Around the same time, Frese became Associate Dean at Seton Hall, though he would not stay there long afterward.
In 1993, Frese moved to Connecticut, taking a job as Dean of the Business College at Quinnipiac University.
The move from the faculty-side to the administrative part of higher education was something Freese said came naturally to him.
“When I worked at Seton Hall, I was teaching and working on developing a new program which was a program in taxation. That kind of put me in a mix of teaching and administration,” he said.
Frese stayed ten years at Quinnipiac and in 2003, arrived at a crossroads.
“I was leaving Quinnipiac,” he said, “I had to choose whether I was going to go back to education at the time or put to use some of the things I’d been teaching all this time. What I did was accepted a position at this particular company, which was having financial difficulties.”
The company, the Catholic Charities of the Archdiocese of Newark, would turn out to be part of the next decade of Frese’s life.
“I thought I’d stay there for five years,” he said, “turn it around, and get back into education. It didn’t work out that way.”
In 2013 Frese finally came to Clarion.
He said it was the character of the people and students he met here during an in-person interview that convinced him to take the job.
“The thing that really sold me on it,” Frese said, “I was coming down the street, across Main Street and a young man saw me. I had to be thirty feet away, but he held the door till I got there. I thanked him and said, ‘I don’t think this has ever happened to me in the East Coast.'”
In the eight years that he’s lived here, Frese has become very involved in local organizations, something he considers extremely important.
He is a member of the Rotary Club and served as its president last year. Additionally, Freese was one of the founding members of the Clarion Blueprint Community.
“People need to do those kinds of things. You can’t complain about your community if you don’t step in to try and make it better,” Frese imparted.
In his capacity as Dean of COBAIS (College of Business Administration and Information Sciences), Frese is always searching for ways to improve the business program at Clarion.
He mentioned a particularly important fact-finding mission he, former Clarion University President Karen Whitney, and other university officials and faculty members went on.
They met with 13 companies large and small to discuss ways to improve the business program at Clarion.
“We asked them the same questions, ‘What do you want in five years for my students to have when they come and work for you?’ One thing everybody said whether it was a little company or a large company was analytics, data analytics. They wanted people to know what it was.
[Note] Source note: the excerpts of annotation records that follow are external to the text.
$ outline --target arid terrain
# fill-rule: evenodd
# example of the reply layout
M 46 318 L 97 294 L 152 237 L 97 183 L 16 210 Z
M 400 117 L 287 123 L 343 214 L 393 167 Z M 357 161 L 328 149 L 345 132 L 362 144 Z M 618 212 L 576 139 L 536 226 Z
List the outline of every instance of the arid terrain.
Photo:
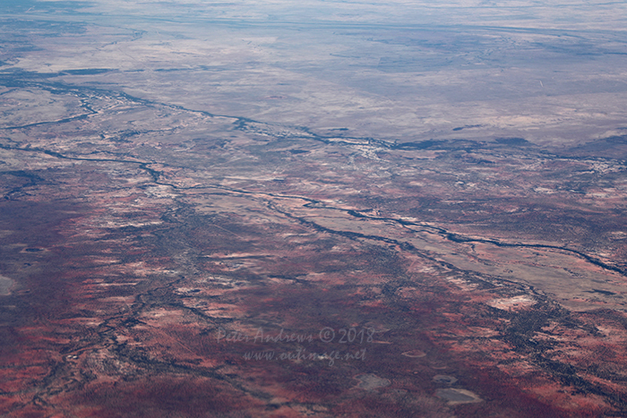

They wanted students to know what to do with it,” he said.
This trip led to major changes in the business program’s core curriculum, with added emphasis on data analytics.
Frese said Clarion University’s business program demonstrates its strength not only in its preparation of students for future careers but in its professors, who have real-world experience as well as teaching acumen.
“I would say 90 percent of my faculty have actually worked in the areas in which they profess,” said Frese. “That’s very important because they are able to talk about the application of what they’re teaching. When you get that type of education, you’re a step ahead of those who didn’t get it.”